The story of this mine begins, according to Mysteries of Canada blogger, Bruce Rickets, during the 1870’s. A pack of gold-fevered prospectors had been travelling up from Montan to Southwest Alberta to seek their gilded fortune. A pair of them, known only to history as “Lemon and Blackjack”, split off from the group and headed towards the Rockies in search of their lucky strike. The pair were panning their way upstream when they began encountering success. Here is how it was described by Senator Dan Riley in the 1946 publication of The Alberta Folklore Quarterly. And we all know senators never lie.
"Blackjack and Lemon found likely showings of gold in the river. Following the mountain stream upwards toward the headwaters they discovered rich diggings from grass roots to bedrock. They sank two pits and, while bringing their cayuses in from the picket line, they accidentally discovered the ledge from which the gold came…"
"In camp that night the two prospectors got into an argument as to whether they should return in the spring or camp right there. After they had bedded down for the night, Lemon stealthily crawled out of his blankets, seized an axe and split the head of his sleeping partner. Overwhelmed with panic when he realized the enormity of his crime, Lemon built a huge fire and, with his gun beneath his arm, strode to and fro like a caged beast till dawn."

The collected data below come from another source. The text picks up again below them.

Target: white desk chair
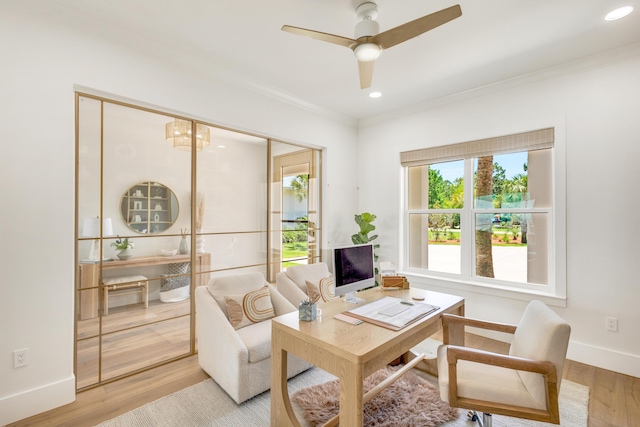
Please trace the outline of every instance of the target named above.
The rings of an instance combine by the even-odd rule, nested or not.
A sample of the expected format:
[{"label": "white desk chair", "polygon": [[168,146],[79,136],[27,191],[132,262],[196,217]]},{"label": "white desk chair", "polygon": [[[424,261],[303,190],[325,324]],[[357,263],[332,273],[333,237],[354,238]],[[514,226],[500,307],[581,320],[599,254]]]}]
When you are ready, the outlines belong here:
[{"label": "white desk chair", "polygon": [[[471,409],[470,418],[491,427],[491,414],[559,424],[558,393],[571,327],[540,301],[531,301],[520,323],[507,325],[443,314],[438,348],[440,397]],[[508,355],[464,346],[464,326],[513,334]],[[483,419],[475,411],[484,412]]]}]

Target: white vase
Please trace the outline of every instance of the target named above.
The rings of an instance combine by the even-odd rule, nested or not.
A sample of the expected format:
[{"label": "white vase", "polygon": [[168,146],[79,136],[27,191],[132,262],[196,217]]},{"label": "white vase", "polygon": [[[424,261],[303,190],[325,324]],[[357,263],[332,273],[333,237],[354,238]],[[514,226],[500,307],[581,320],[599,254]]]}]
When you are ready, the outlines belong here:
[{"label": "white vase", "polygon": [[133,253],[129,250],[129,248],[123,249],[120,252],[118,252],[118,258],[120,258],[121,260],[129,259],[132,256],[133,256]]},{"label": "white vase", "polygon": [[184,255],[189,252],[188,248],[189,246],[187,245],[187,238],[183,236],[182,240],[180,240],[180,247],[178,249],[178,253]]},{"label": "white vase", "polygon": [[197,254],[204,253],[204,236],[202,235],[196,236],[196,253]]}]

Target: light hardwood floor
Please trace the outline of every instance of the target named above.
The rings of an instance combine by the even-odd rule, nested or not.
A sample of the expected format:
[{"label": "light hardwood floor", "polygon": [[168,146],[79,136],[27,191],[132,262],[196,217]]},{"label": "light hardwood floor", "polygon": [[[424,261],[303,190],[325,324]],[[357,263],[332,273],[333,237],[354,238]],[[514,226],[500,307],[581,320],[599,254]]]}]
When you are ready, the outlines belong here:
[{"label": "light hardwood floor", "polygon": [[[170,304],[160,300],[113,307],[109,315],[78,322],[78,389],[93,386],[176,359],[191,351],[189,299]],[[98,331],[102,321],[102,347]],[[101,365],[98,354],[102,352]],[[99,380],[98,371],[102,375]]]},{"label": "light hardwood floor", "polygon": [[[504,343],[476,335],[467,335],[467,345],[499,352],[507,348]],[[563,376],[590,388],[589,427],[640,426],[640,378],[573,361],[567,361]],[[94,426],[206,378],[198,356],[190,356],[81,392],[74,403],[9,426]]]}]

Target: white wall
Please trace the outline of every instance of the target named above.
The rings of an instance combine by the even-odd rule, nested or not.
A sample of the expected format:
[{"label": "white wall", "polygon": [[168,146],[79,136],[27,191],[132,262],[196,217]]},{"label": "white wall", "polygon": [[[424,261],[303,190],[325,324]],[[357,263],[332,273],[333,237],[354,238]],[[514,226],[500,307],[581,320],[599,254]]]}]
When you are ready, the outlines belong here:
[{"label": "white wall", "polygon": [[[188,74],[56,26],[0,13],[0,425],[68,403],[73,377],[74,89],[139,100],[284,141],[326,147],[324,245],[353,232],[355,125]],[[312,130],[312,131],[310,131]],[[348,237],[347,237],[348,238]],[[30,364],[13,368],[13,351]]]},{"label": "white wall", "polygon": [[[493,136],[519,124],[566,123],[570,357],[640,376],[639,255],[633,172],[639,158],[640,60],[367,123],[298,109],[188,74],[126,46],[56,26],[36,8],[0,13],[0,425],[74,399],[74,88],[279,139],[326,147],[323,246],[349,242],[353,214],[378,215],[381,256],[399,245],[403,150]],[[372,122],[373,123],[373,122]],[[358,152],[358,157],[356,156]],[[356,159],[359,164],[355,165]],[[360,168],[360,171],[358,171]],[[359,184],[357,184],[359,182]],[[358,190],[357,185],[360,186]],[[360,193],[360,194],[359,194]],[[358,204],[358,198],[360,200]],[[614,206],[613,209],[605,209]],[[614,218],[613,223],[603,221]],[[601,239],[606,234],[616,240]],[[468,314],[517,321],[526,302],[467,292]],[[619,332],[604,317],[620,319]],[[30,349],[13,369],[12,352]]]},{"label": "white wall", "polygon": [[[637,51],[637,50],[636,50]],[[640,376],[640,59],[478,96],[359,130],[360,210],[375,213],[382,260],[398,262],[399,152],[558,125],[565,131],[567,301],[554,307],[572,327],[569,358]],[[532,127],[533,126],[533,127]],[[390,160],[393,159],[393,160]],[[437,287],[463,295],[467,315],[517,323],[527,302]],[[412,282],[413,284],[413,282]],[[605,330],[605,316],[619,319]]]}]

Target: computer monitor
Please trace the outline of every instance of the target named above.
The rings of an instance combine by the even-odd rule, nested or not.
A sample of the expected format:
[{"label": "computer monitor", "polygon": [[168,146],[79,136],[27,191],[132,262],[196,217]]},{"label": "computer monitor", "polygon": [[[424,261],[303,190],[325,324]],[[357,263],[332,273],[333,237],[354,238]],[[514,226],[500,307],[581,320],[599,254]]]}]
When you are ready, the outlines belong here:
[{"label": "computer monitor", "polygon": [[345,301],[363,302],[355,292],[375,286],[373,245],[351,245],[333,248],[333,276],[336,295],[344,295]]}]

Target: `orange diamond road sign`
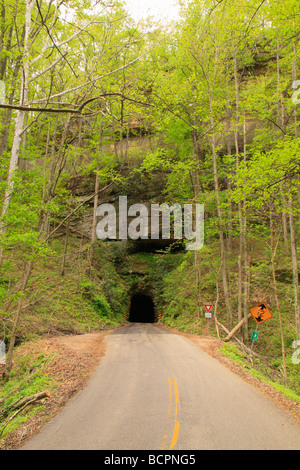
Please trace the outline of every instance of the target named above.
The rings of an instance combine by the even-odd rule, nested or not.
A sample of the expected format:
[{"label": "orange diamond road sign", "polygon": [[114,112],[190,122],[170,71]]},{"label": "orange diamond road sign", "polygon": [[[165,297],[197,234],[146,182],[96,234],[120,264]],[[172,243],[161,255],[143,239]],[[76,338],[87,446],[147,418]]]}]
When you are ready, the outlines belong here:
[{"label": "orange diamond road sign", "polygon": [[206,308],[206,310],[209,312],[210,309],[212,308],[212,305],[204,305],[204,307]]},{"label": "orange diamond road sign", "polygon": [[250,308],[250,313],[258,325],[272,318],[270,310],[263,302]]}]

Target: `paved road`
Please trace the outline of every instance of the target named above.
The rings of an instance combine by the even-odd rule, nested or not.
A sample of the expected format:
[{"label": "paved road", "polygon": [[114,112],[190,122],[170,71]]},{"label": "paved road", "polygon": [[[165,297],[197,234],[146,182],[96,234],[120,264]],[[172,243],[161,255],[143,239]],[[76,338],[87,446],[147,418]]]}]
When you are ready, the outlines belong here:
[{"label": "paved road", "polygon": [[23,449],[300,450],[300,425],[184,336],[133,323]]}]

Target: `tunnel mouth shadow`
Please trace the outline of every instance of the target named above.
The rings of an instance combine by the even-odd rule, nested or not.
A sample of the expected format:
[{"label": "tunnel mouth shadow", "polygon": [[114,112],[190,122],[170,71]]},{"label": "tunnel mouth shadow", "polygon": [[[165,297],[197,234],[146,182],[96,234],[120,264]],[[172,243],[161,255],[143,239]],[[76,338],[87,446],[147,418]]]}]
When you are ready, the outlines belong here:
[{"label": "tunnel mouth shadow", "polygon": [[130,301],[129,318],[130,322],[155,323],[155,307],[151,295],[145,292],[136,292]]}]

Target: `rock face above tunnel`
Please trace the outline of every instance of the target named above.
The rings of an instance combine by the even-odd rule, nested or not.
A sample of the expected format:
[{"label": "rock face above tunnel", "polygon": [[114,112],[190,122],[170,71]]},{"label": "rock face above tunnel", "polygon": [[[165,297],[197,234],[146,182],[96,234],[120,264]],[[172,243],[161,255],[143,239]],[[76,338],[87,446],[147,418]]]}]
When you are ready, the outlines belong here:
[{"label": "rock face above tunnel", "polygon": [[[122,183],[116,183],[109,186],[105,191],[99,195],[98,206],[101,204],[110,204],[115,208],[116,211],[116,226],[117,236],[116,241],[119,241],[119,222],[120,222],[120,197],[126,196],[128,208],[134,204],[142,204],[147,210],[148,217],[145,219],[145,223],[148,227],[148,232],[144,237],[140,237],[135,240],[131,240],[128,237],[128,249],[132,252],[153,252],[174,244],[175,240],[172,238],[163,239],[161,234],[161,221],[159,224],[159,233],[157,238],[152,236],[151,232],[151,204],[163,204],[164,196],[163,191],[166,184],[166,175],[157,172],[151,174],[151,178],[148,174],[140,176],[138,181],[134,179],[134,176],[130,175],[129,169],[125,168],[121,171],[121,174],[127,178],[126,185]],[[135,177],[136,178],[136,177]],[[94,199],[91,198],[94,192],[95,175],[91,174],[85,177],[73,178],[70,182],[69,189],[72,190],[73,195],[76,197],[76,204],[84,204],[85,210],[80,214],[74,214],[69,221],[69,230],[79,236],[83,236],[87,239],[92,237],[92,226],[93,226],[93,210],[94,210]],[[86,201],[86,203],[85,203]],[[139,215],[139,214],[137,214]],[[100,217],[97,217],[97,223],[100,221]],[[134,220],[134,216],[127,217],[127,231],[129,224]],[[114,241],[114,240],[112,240]]]},{"label": "rock face above tunnel", "polygon": [[[125,123],[126,124],[126,123]],[[251,117],[246,119],[246,131],[247,131],[247,143],[250,144],[254,135],[255,129],[259,127],[260,122],[252,119]],[[123,181],[116,181],[112,186],[109,186],[106,190],[99,193],[99,205],[103,203],[114,204],[118,210],[118,198],[119,196],[126,195],[128,197],[128,204],[141,203],[145,204],[149,209],[150,204],[158,203],[162,204],[165,202],[165,186],[168,180],[168,172],[159,170],[151,170],[147,172],[143,170],[141,172],[132,171],[139,169],[141,164],[140,160],[132,160],[129,162],[127,158],[127,151],[131,150],[137,152],[140,155],[147,155],[148,152],[153,151],[153,137],[152,132],[154,129],[149,129],[144,125],[141,116],[131,119],[130,123],[127,123],[128,132],[126,132],[123,138],[115,136],[113,145],[103,146],[104,152],[115,153],[120,163],[116,170],[119,174],[124,177]],[[238,132],[239,145],[243,145],[243,127],[240,127]],[[229,150],[235,152],[235,138],[236,134],[231,132],[229,135],[223,135],[223,133],[216,135],[216,146],[220,148],[219,155],[227,155]],[[81,165],[88,166],[90,163],[88,151],[82,149],[83,154],[81,155]],[[122,163],[121,163],[122,162]],[[93,227],[93,206],[94,199],[93,194],[95,192],[95,172],[90,174],[77,174],[74,175],[68,182],[67,189],[72,192],[74,197],[74,207],[82,204],[84,210],[75,212],[69,219],[69,230],[77,236],[91,239],[92,227]],[[222,184],[222,181],[220,181]],[[225,183],[224,183],[225,184]],[[227,186],[226,186],[227,187]],[[225,187],[224,187],[225,189]],[[73,207],[72,207],[73,209]],[[62,218],[67,216],[62,214]],[[118,218],[118,214],[117,214]],[[150,223],[149,223],[150,227]],[[56,235],[60,235],[65,232],[65,226],[61,227],[61,231],[56,231]],[[173,245],[174,240],[158,240],[148,239],[137,240],[132,243],[133,251],[155,251],[157,249],[165,249],[166,247]]]},{"label": "rock face above tunnel", "polygon": [[156,321],[151,295],[144,292],[136,292],[132,295],[128,320],[138,323],[154,323]]}]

As the legend goes, the brutal attack was witnessed by some Blackfoot braves who immediately alerted the chief of the tribe. However, the natives were ultimately blamed for the incident and Lemon got off scot free. The chief then cursed the mine so that any who shall find it shall forever be cursed.
So far, or at least so the story goes, no less than three separate parties have since located the cursed mine and have died before they could either realize any riches from their success nor been able to let anyone else know where the mine can be found.
In 1988, a geological technician from the University of Alberta by the name of Ron Stewart went looking for evidence of gold deposits that might give substance to the legend. When the research seemed to indicate there was some potential in the geology of the area to host gold-bearing deposits, the Coleman area played involuntary host a mini-gold rush. Stewart went on to write the book “Goldrush; The Search for the lost Lemon Mine.” Other sources give a great deal of weight, however, to Tom Primrose and Hugh Dempsey’s, The Lost Lemon Mine-The greatest mystery of the Canadian Rockies” which was published by Frontier Books.
Are the stories of the mysterious mine with the gruesome past mere fiction or is there a fortune in gold hidden out there for someone lucky enough… or perhaps, unlucky enough given the whole curse thing, to find the Lost Lemon Mine? It’s anybody’s guess and might just be what you were looking for if you wanted to kick “geo-caching” up a notch.